Pour l’imposition des revenus perçus en 2019, les contribuables qui hébergent un enfant majeur qui se retrouve dans le besoin et non fiscalement compté à leur charge peuvent déduire de leur revenu global une pension alimentaire de 3 535 €, qui correspond au montant forfaitaire de leurs frais d’hébergement et de nourriture. Si cette évaluation est insuffisante, ils peuvent retenir le montant de réel de leur dépense dans la limite globale de 5 947 €, (contre 5.888 € l’an dernier) sous réserve de pouvoir produire les justificatifs nécessaires.

Si l’enfant ne vit pas au domicile du contribuable la limite de déduction des dépenses est fixée à 5 947 € par enfant, qu’il soit ou non célibataire. Ce plafond peut être doublé 11 894 € si l’enfant est célibataire chargé de famille ou marié/pacsé et que le parent contribue seul à ses besoins et ce, quel que soit le nombre d’enfants à sa charge.

Et… incroyable mais vrai, les pensions versées pour un enfant mineur sont déductibles sans plafond, alors que le plafond de 5.947 € s’applique pour les majeurs. Tout le monde sait bien qu’un enfant majeur, surtout s’il fait des études, ne coûte pas moins cher qu’un mineur logé chez l’un de ses parents. Cette logique a du échapper à l’administration fiscale !…

État liquidatif post-divorce et homologation

Deux époux divorcent et des difficultés s’élèvent lors du partage de leurs biens.

Le mari va voir un notaire de son côté, lequel prépare un projet d’état liquidatif. Le mari saisit ensuite le Juge et lui demande d’homologuer cet état liquidatif, ce qu’il fait.

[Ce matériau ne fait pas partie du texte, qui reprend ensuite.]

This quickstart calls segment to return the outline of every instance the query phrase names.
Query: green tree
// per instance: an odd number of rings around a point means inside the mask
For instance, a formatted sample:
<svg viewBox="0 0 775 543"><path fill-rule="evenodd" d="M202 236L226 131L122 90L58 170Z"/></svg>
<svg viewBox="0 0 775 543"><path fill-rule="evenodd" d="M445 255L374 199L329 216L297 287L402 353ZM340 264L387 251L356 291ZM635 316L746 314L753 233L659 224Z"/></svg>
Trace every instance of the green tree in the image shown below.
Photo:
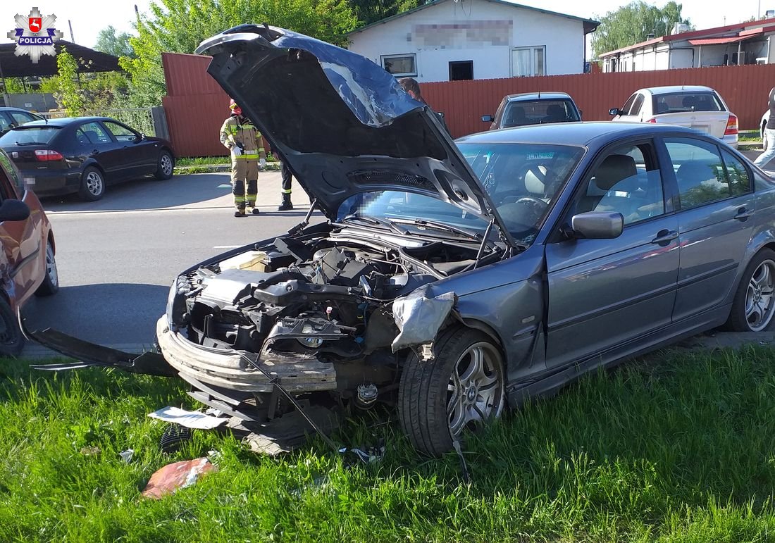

« A tort » estime la Cour de cassation qui, sur ce point, donne raison à l’épouse. Il résulte en effet de la combinaison des articles 1361 et 1364 du Code de procédure civile que le tribunal saisi d’une demande en partage ne peut homologuer un état liquidatif établi par un notaire qui n’a pas été désigné en justice (or, tel était le cas dans cette affaire). Cette exigence peut paraître forte, mais elle garantit le respect du contradictoire, chaque point de vue devant être examiné dans le cadre d’une procédure contrôlée par le juge.

En réalité, ce serait trop facile sinon… le plus diligent des époux irait voir un notaire qui, sur les simples déclarations de l’un des ex-époux, établirait un projet d’état liquidatif…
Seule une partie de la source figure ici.